What else am I missing?

300 comments
  • There's more than a few reasons why Linux can't make the jump to holding a dominant position in the desktop market.

    One is simply preinstallation. For companies (and therefore the general public) to adopt the Desktop Linux, they'd need it simply to be installed for them, with a Desktop Environment like Gnome or KDE.

    Secondly is updates. As much as Linux users tout the control they have over when and how updates take place, and how much Windows users will always complain about having to update their systems, until system updates on Linux are made automatic (or at least given the option to be made automatic), there cannot be a mainstream Linux Desktop. This means updates that happen very much like Windows, no administrator/sudo password, just happens on reboot regularly.

    The reason for this is mainly that the average user would never update unless forced, and then when something inevitably breaks, they are left, as always, frustrated that their computer just didn't work as expected forever without any upkeep, understanding, or updates.

    Lastly is support. And this is multifaceted. By support I mean software support by companies like Adobe. I also mean a much farther reaching swath of random devices that literally plug and play like on Windows.

    As an aside, I'll also say that since there is a move towards Wayland, there also needs to be a No Configuration Necessary way of running Nvidia on Wayland. This is less a Linux issue, and more a Nvidia one, but until pretty much any and all hardware works on Linux the way it just works on Windows, this sadly affects Linux Desktop adoption as more and more of the Linux Desktop ecosystem moves towards forcing Wayland adoption.

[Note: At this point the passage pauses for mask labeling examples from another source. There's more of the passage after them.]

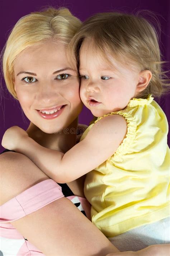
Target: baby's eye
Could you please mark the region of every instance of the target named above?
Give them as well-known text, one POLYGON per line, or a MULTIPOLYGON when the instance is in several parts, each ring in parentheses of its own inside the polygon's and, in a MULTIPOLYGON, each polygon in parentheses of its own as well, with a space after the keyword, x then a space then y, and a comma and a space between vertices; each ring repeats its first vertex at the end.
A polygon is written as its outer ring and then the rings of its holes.
POLYGON ((24 77, 22 79, 22 81, 24 80, 26 84, 31 84, 37 81, 37 79, 35 77, 32 76, 27 76, 26 77, 24 77))
POLYGON ((101 76, 101 78, 103 80, 108 80, 110 78, 110 76, 101 76))
POLYGON ((84 78, 84 79, 89 79, 89 76, 81 76, 81 77, 84 78))
POLYGON ((70 76, 68 74, 60 74, 57 76, 55 79, 58 79, 58 80, 65 80, 69 76, 70 76))

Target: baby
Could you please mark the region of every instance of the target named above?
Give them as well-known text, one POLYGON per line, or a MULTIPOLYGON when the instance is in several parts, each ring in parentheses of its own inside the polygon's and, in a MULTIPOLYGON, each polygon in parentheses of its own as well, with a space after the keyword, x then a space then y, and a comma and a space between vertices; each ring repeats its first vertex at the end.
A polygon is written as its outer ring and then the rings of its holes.
MULTIPOLYGON (((169 85, 155 29, 142 17, 99 13, 83 24, 70 46, 79 65, 81 99, 95 121, 65 154, 15 126, 2 145, 29 157, 57 182, 87 174, 92 221, 121 251, 169 243, 168 123, 154 100, 169 85)), ((62 74, 63 86, 68 77, 62 74)), ((52 114, 45 108, 43 118, 52 114)))

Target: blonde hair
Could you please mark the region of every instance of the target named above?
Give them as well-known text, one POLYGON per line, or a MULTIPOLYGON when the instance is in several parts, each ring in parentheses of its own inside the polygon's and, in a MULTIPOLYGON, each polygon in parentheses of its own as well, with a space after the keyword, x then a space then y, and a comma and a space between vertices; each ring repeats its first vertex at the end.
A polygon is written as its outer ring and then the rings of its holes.
POLYGON ((141 71, 150 70, 152 79, 136 98, 146 98, 149 94, 159 97, 169 91, 170 84, 162 70, 165 62, 161 60, 158 39, 154 26, 137 14, 98 13, 83 23, 73 37, 69 46, 70 58, 76 59, 79 65, 81 46, 87 40, 89 49, 109 62, 107 56, 113 55, 124 64, 137 64, 141 71))
POLYGON ((17 99, 13 82, 14 64, 18 54, 29 46, 49 39, 68 45, 81 23, 67 8, 52 7, 32 13, 18 21, 3 51, 4 77, 8 91, 14 98, 17 99))

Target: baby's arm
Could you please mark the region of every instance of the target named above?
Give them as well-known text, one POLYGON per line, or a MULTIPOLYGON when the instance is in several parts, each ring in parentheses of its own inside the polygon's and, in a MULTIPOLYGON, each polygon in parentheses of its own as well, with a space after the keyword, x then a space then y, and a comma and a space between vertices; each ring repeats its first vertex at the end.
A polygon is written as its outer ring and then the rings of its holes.
POLYGON ((26 134, 20 137, 19 132, 12 134, 11 129, 10 135, 8 130, 5 133, 3 146, 26 155, 49 177, 57 182, 65 183, 82 176, 112 155, 126 134, 127 123, 119 115, 101 119, 94 125, 83 140, 65 154, 39 145, 26 134), (11 140, 15 140, 13 148, 5 144, 7 136, 8 140, 10 137, 11 140))
POLYGON ((106 256, 169 256, 170 244, 150 245, 136 252, 115 252, 106 256))

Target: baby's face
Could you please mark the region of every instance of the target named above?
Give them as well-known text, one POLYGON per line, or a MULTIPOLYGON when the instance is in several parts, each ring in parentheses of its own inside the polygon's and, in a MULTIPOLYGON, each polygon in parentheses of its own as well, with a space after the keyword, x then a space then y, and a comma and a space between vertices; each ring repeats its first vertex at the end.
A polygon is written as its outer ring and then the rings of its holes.
POLYGON ((136 94, 138 68, 129 68, 113 57, 110 60, 109 65, 83 43, 80 53, 80 98, 96 117, 123 109, 136 94))

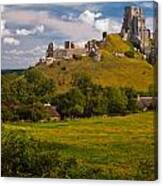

    Finally I'll say that the Microsoft corporation at large obviously relies mainly on Corporate Adoption of its products and services, and that the Windows Desktop is simply one part of that greater whole. Their approach to competing with Apple and their walled garden ecosystem has been to slowly but surely create their own, its just so much larger you forget there are walls. They have done this by absorbing more and more of the tech ecosystem either by acquisition, invention, or otherwise. Examples ot this include Bing and All Search Engines that Use it, the pushing of TypeScript into JavaScript Development, the predominance and proliferation of VSStudio/VSCode in modern software development, their heavy involvement with OpenAI and aggressive pushing of AI products/services, their acquisition of Github and subsequent further expansion of influence over software development and distribution, and much much more.

    Despite the privacy invasion, enshittefication of the user experience, and their various other ways they have mistreated their users specifically via the direction they've taken Windows, Microsoft has established itself as THE Desktop, as THE Workstation, and as THE company that comes to mind when the average person mentions "computer", and the majority of people associate computer related productivity and play with Windows.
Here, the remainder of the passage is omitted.